If you want to do it from the database level then I would put the logic in a stored procedure. The stored proc code will then associate the two if applicable but this means that (given you put the foreign key to the employee in the client table) a client is only associated with one employee. Is this what you want?
Also take note though that an employee in your table is indirectly associated with all such clients via its company association. If all employees are automatically associated with all new clients of their company then perhaps you just want to write a query that checks for this.

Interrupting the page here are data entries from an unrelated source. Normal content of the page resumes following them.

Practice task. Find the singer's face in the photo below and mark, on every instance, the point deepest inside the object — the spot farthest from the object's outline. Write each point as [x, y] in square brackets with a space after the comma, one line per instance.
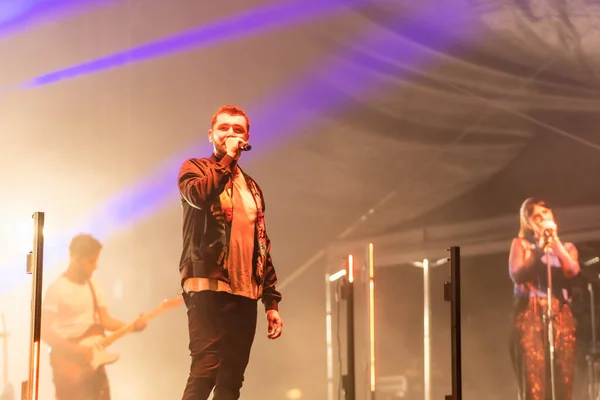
[227, 126]
[539, 215]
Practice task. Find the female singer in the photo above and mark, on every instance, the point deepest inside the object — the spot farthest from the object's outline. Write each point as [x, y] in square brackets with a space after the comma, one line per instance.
[528, 266]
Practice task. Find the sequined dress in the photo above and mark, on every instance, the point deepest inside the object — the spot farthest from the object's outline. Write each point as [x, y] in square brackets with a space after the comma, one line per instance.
[529, 339]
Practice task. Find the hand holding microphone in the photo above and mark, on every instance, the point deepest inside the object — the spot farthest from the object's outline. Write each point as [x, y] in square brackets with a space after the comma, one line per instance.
[548, 229]
[235, 146]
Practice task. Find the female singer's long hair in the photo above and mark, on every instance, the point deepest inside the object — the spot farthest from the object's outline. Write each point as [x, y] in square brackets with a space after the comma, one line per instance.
[526, 210]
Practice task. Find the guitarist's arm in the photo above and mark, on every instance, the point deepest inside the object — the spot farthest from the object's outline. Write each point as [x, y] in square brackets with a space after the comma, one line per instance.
[56, 342]
[108, 322]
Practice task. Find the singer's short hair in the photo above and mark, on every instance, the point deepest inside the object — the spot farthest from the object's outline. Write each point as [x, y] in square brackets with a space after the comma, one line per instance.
[233, 110]
[84, 245]
[525, 213]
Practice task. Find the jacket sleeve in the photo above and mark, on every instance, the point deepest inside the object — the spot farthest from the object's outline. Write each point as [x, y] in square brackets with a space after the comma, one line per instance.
[270, 297]
[201, 181]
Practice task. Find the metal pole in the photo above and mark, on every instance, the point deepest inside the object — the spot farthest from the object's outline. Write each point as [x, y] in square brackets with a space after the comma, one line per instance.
[35, 267]
[426, 332]
[350, 377]
[452, 294]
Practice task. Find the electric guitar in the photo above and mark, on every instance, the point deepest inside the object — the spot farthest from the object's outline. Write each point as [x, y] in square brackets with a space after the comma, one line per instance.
[8, 392]
[75, 371]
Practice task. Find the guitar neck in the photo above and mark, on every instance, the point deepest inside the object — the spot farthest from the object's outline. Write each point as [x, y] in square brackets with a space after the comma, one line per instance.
[119, 333]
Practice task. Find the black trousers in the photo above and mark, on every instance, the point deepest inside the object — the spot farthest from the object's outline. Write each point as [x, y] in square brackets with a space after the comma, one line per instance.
[222, 328]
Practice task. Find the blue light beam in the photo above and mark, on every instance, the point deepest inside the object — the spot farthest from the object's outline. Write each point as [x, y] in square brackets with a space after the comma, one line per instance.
[235, 27]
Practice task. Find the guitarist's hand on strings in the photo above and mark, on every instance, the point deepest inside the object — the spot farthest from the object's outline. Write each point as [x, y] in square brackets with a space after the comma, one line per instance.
[140, 323]
[84, 353]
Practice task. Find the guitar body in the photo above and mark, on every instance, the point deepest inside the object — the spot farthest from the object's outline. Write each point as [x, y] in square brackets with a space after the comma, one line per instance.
[67, 368]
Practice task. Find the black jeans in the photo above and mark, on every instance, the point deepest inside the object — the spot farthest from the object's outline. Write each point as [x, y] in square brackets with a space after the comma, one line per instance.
[222, 328]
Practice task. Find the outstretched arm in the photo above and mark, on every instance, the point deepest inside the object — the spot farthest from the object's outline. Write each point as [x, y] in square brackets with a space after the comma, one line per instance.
[520, 261]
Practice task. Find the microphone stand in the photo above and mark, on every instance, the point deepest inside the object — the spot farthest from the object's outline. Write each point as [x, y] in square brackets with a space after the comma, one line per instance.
[549, 316]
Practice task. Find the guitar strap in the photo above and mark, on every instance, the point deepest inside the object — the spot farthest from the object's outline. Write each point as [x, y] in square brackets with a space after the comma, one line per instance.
[96, 313]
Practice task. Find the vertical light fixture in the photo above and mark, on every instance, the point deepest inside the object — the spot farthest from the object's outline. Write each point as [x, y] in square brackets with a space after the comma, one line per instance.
[426, 332]
[371, 321]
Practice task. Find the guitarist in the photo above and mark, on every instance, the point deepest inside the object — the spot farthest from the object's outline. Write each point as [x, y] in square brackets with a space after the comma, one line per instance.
[74, 308]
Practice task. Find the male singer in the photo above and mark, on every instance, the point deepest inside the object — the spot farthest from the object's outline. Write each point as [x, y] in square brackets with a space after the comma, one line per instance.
[225, 265]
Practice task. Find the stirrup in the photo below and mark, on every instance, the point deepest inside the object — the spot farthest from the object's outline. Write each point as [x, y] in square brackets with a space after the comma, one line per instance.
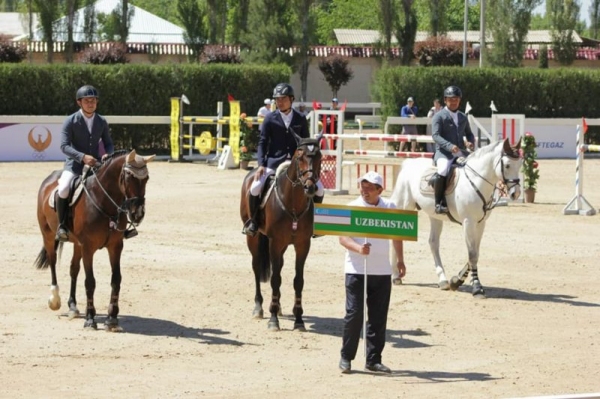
[441, 209]
[247, 229]
[61, 234]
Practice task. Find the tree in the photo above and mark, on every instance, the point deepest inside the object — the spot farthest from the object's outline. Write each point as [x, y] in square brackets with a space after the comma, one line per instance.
[48, 12]
[192, 17]
[268, 32]
[563, 14]
[595, 18]
[336, 71]
[306, 17]
[387, 17]
[508, 21]
[406, 31]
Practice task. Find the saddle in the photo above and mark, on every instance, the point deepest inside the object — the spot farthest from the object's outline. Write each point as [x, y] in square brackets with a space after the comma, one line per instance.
[74, 192]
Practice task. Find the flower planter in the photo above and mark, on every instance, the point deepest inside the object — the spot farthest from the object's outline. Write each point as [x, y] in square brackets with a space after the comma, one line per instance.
[530, 195]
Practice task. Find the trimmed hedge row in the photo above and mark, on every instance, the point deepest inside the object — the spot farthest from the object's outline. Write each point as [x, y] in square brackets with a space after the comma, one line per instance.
[537, 93]
[136, 90]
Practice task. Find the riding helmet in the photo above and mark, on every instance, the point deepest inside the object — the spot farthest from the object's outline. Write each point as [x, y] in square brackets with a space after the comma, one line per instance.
[283, 90]
[87, 91]
[452, 91]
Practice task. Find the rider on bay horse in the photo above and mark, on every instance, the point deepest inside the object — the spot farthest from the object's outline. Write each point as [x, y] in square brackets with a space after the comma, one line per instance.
[277, 143]
[452, 134]
[79, 141]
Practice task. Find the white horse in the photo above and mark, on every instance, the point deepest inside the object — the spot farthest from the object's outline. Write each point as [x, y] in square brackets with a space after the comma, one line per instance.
[470, 200]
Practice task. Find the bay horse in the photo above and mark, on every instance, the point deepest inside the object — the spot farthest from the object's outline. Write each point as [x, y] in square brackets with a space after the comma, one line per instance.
[470, 199]
[286, 218]
[112, 198]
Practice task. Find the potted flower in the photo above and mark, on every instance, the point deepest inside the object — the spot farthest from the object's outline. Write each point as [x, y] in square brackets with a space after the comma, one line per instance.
[530, 170]
[248, 141]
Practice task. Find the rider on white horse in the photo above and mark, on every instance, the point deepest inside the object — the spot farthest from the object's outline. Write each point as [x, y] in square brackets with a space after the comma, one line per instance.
[452, 134]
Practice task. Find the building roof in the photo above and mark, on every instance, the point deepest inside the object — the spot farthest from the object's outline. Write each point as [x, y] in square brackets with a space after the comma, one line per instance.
[144, 28]
[14, 24]
[363, 36]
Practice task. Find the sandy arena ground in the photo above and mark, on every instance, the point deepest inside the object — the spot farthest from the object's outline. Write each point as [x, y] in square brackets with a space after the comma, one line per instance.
[187, 298]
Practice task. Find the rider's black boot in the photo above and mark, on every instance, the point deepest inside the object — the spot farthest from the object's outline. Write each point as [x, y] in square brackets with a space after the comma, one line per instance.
[440, 200]
[250, 228]
[62, 205]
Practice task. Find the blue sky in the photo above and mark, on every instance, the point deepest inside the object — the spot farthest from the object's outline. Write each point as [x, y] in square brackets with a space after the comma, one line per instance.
[584, 12]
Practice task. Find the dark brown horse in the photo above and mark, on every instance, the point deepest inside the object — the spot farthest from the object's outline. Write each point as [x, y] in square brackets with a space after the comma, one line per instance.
[112, 197]
[286, 219]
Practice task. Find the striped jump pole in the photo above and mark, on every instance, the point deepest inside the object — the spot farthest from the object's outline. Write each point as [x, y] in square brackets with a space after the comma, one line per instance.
[579, 205]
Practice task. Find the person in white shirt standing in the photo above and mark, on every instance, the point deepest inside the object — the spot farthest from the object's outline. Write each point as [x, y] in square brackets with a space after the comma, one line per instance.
[374, 256]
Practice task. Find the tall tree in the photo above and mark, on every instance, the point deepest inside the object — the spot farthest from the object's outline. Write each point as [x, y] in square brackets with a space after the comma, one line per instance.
[387, 17]
[305, 15]
[268, 32]
[563, 14]
[508, 21]
[48, 11]
[217, 17]
[237, 23]
[192, 17]
[595, 18]
[406, 30]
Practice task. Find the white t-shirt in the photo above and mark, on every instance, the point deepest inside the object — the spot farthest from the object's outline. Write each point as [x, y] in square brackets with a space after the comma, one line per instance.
[378, 261]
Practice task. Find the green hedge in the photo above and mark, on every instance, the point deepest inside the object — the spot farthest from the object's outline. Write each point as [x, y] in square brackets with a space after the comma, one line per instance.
[136, 90]
[537, 93]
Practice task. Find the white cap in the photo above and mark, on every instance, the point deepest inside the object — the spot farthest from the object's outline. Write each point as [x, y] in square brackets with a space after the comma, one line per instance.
[372, 177]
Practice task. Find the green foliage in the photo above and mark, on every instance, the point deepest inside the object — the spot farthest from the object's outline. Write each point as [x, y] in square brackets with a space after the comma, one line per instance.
[9, 52]
[136, 90]
[530, 170]
[543, 57]
[336, 71]
[116, 53]
[439, 51]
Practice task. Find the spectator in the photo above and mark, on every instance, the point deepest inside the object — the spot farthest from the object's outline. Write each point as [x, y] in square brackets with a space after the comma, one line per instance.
[437, 107]
[409, 111]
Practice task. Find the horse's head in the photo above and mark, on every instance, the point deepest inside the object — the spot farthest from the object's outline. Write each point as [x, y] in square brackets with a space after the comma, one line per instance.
[510, 167]
[308, 165]
[134, 176]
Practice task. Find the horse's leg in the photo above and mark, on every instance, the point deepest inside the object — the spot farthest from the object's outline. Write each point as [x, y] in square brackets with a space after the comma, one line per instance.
[90, 286]
[301, 255]
[276, 255]
[74, 271]
[114, 254]
[473, 234]
[434, 244]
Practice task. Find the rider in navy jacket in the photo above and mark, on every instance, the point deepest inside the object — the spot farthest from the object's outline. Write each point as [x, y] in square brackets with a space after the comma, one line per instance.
[279, 136]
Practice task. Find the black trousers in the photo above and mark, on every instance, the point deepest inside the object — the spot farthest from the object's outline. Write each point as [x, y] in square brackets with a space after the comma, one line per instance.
[378, 302]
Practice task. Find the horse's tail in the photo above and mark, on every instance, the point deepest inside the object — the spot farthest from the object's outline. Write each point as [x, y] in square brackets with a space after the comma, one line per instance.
[264, 258]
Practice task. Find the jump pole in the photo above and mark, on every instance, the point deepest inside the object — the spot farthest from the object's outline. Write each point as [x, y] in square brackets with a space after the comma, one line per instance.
[579, 205]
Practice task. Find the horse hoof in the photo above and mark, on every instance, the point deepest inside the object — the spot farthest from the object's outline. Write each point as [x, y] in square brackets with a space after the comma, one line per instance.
[90, 325]
[274, 326]
[455, 282]
[54, 303]
[73, 313]
[258, 314]
[444, 286]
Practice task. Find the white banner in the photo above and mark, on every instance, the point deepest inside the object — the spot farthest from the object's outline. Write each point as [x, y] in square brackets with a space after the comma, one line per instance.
[30, 142]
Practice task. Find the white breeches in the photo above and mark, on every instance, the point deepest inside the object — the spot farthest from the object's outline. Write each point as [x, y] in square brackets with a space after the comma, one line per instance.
[257, 185]
[442, 165]
[64, 183]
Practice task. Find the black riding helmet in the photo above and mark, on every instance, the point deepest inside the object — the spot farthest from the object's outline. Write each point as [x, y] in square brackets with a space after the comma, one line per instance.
[283, 90]
[87, 91]
[452, 91]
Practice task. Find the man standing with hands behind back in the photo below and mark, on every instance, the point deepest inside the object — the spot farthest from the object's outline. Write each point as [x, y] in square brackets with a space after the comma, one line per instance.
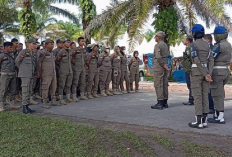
[161, 69]
[25, 61]
[187, 64]
[202, 67]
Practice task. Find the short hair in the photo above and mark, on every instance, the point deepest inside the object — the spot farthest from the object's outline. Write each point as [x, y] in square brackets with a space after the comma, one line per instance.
[189, 38]
[14, 40]
[72, 43]
[80, 38]
[208, 37]
[7, 43]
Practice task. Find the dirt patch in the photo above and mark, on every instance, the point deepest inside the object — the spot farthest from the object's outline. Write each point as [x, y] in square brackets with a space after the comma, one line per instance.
[159, 141]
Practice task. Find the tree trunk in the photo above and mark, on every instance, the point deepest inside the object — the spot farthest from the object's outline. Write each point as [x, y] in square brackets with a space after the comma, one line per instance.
[88, 13]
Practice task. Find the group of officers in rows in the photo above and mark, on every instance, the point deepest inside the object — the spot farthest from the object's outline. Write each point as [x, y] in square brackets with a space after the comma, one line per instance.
[83, 68]
[207, 72]
[49, 74]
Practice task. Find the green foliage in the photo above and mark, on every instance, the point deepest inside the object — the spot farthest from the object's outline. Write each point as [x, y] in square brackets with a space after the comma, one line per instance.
[167, 21]
[27, 22]
[88, 9]
[149, 34]
[73, 30]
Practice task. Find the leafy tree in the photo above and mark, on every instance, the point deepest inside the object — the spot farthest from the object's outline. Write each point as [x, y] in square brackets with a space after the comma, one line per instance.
[88, 14]
[134, 13]
[149, 34]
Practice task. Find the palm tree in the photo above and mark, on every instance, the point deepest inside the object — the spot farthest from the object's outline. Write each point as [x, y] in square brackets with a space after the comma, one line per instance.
[88, 9]
[43, 6]
[71, 29]
[134, 13]
[8, 16]
[149, 34]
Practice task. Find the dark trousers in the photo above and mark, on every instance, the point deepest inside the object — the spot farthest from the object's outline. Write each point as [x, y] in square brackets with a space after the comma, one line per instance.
[37, 86]
[187, 77]
[211, 105]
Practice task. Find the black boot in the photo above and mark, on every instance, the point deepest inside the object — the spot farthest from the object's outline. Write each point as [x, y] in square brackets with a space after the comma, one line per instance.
[25, 111]
[198, 124]
[204, 120]
[29, 110]
[165, 103]
[158, 106]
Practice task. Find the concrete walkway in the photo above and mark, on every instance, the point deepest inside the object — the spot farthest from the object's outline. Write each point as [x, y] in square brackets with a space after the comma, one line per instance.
[135, 109]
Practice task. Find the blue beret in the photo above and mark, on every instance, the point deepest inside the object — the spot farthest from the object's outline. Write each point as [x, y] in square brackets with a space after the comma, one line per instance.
[198, 28]
[220, 30]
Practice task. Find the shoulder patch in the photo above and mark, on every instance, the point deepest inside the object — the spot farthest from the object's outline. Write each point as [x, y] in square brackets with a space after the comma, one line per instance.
[216, 50]
[194, 51]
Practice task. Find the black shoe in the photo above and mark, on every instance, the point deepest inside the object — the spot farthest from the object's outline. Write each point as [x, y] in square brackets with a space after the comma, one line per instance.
[198, 124]
[211, 111]
[30, 110]
[158, 106]
[25, 111]
[165, 105]
[216, 121]
[189, 103]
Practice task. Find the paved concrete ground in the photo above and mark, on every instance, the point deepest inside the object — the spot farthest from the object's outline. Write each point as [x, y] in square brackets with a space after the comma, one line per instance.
[135, 109]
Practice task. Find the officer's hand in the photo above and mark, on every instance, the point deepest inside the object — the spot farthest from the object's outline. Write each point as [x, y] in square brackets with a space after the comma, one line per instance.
[38, 75]
[166, 67]
[208, 78]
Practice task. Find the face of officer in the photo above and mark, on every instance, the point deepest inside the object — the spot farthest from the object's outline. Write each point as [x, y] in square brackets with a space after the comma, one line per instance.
[60, 45]
[81, 43]
[186, 42]
[32, 46]
[67, 44]
[73, 46]
[95, 49]
[118, 50]
[108, 51]
[49, 46]
[9, 49]
[20, 47]
[136, 54]
[15, 44]
[1, 48]
[157, 38]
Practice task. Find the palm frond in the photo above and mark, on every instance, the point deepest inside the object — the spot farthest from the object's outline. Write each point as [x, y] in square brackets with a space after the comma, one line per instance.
[212, 12]
[73, 2]
[64, 13]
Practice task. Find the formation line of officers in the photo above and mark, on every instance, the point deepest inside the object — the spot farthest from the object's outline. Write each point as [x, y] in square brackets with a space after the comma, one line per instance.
[208, 71]
[49, 74]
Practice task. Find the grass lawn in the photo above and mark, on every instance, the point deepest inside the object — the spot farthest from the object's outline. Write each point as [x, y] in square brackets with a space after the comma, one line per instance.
[31, 135]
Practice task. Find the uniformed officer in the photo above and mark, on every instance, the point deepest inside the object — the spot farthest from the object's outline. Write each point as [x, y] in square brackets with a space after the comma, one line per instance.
[8, 77]
[105, 70]
[134, 71]
[73, 45]
[20, 47]
[202, 67]
[209, 39]
[25, 61]
[47, 72]
[18, 91]
[116, 70]
[93, 77]
[160, 66]
[79, 69]
[65, 72]
[187, 65]
[222, 54]
[1, 48]
[60, 45]
[124, 72]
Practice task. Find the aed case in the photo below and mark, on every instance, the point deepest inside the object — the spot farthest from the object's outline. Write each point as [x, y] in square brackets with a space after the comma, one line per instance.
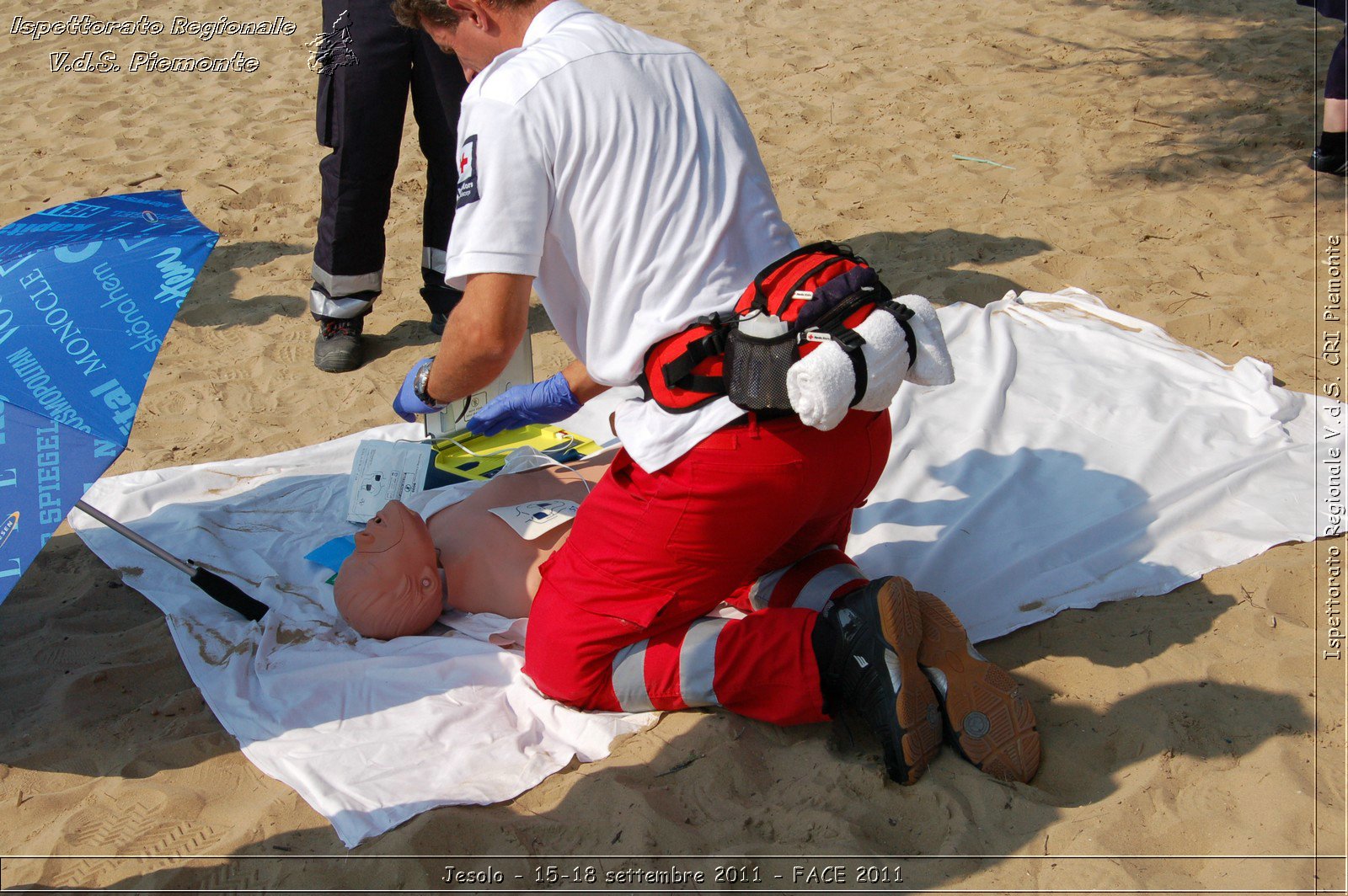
[453, 417]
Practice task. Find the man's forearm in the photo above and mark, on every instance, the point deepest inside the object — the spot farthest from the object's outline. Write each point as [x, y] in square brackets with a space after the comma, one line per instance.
[482, 336]
[583, 387]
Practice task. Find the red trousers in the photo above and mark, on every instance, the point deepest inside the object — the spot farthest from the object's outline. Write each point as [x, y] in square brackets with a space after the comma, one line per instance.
[754, 516]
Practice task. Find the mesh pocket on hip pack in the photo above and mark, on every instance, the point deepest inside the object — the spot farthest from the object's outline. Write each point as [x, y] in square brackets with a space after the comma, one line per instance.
[755, 371]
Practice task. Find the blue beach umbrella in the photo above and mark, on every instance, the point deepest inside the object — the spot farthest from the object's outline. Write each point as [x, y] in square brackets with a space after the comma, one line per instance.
[87, 294]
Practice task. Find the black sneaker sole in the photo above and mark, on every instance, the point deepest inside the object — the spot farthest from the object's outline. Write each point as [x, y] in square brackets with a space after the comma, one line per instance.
[337, 356]
[986, 716]
[910, 729]
[1336, 165]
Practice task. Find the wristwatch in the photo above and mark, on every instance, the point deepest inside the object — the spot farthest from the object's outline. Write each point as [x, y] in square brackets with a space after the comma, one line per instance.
[421, 381]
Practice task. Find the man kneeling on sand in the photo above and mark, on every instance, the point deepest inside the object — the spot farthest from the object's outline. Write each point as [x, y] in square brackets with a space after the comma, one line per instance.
[482, 556]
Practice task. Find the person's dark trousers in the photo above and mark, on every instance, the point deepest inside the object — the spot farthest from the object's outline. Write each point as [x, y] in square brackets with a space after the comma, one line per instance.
[371, 64]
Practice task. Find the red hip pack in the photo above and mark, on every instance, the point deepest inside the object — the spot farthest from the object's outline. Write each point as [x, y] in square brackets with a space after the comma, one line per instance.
[816, 294]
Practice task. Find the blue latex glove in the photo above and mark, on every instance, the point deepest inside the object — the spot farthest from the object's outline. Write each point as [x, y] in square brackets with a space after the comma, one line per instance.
[546, 402]
[406, 404]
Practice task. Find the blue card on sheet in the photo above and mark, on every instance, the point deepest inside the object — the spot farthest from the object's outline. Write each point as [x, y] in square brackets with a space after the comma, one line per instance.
[330, 554]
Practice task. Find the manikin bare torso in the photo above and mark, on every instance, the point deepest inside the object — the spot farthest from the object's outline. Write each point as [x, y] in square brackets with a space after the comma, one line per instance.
[406, 572]
[489, 566]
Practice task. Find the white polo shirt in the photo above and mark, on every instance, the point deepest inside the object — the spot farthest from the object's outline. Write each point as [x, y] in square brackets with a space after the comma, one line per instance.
[619, 172]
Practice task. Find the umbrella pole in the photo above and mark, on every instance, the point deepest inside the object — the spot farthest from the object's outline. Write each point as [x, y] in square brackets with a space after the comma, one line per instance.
[216, 586]
[143, 542]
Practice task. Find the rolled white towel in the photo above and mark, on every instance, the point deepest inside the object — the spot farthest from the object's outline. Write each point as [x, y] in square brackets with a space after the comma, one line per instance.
[933, 365]
[886, 355]
[821, 386]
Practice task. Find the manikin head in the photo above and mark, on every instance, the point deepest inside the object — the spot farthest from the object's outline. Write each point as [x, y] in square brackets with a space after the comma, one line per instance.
[391, 585]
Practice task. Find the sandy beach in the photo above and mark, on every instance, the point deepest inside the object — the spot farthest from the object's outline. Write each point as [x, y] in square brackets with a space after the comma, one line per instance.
[1147, 152]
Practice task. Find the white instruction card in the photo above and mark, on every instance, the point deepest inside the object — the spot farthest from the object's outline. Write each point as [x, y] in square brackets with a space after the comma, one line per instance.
[537, 518]
[384, 472]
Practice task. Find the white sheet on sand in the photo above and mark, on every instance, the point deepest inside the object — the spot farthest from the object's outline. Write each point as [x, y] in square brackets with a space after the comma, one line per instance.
[1080, 457]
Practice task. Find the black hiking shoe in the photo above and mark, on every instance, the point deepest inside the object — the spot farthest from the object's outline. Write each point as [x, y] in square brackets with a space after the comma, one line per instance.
[337, 348]
[867, 644]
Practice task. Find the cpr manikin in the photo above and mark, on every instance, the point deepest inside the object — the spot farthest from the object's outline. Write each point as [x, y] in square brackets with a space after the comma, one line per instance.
[469, 556]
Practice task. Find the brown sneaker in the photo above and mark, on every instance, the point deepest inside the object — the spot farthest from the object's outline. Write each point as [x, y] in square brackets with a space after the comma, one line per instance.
[873, 667]
[986, 714]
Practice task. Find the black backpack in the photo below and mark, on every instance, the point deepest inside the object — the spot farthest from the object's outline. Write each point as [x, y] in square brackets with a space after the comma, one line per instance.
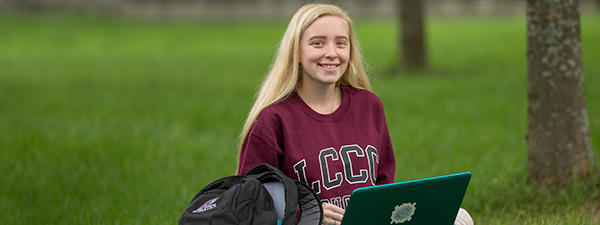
[243, 199]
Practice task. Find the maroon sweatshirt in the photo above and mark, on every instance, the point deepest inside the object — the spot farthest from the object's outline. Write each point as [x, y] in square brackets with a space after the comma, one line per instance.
[334, 154]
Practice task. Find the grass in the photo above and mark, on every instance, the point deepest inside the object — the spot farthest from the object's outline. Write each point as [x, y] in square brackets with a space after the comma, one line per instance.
[116, 121]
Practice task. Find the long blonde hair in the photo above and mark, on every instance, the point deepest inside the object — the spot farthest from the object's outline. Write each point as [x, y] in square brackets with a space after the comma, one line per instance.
[285, 74]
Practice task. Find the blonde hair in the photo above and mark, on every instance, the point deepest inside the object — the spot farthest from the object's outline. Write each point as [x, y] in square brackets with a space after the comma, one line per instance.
[285, 74]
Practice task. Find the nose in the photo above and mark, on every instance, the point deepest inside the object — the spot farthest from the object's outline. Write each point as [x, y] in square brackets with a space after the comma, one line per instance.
[330, 52]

(This is not an answer, but it didn't really fit in as a question comment.)
The data presented for your design question begs a number of questions:
Are employees to be associated with companies and clients? Or...
Are employees only associated with clients, and (thus) the company associated with that client?
If employess and clients are associated with companies, is an employee thus associated with all employees of that company, or must you pick and choose?
Update
As far as data modelling is concerned, it seems like all you need to do is expand the foreign key in EmployeeClient into Employee like so:
EmployeeClient
- companyId
- employeeId
- clientId
Compound primary key on all three columns.
Foreign key on (companyId, clientId) into Client
Foreign key on (companyId, employeeId) into Employee
Thus, all relations defined in EmployeeClient require both Client and Employee to share the same clientId.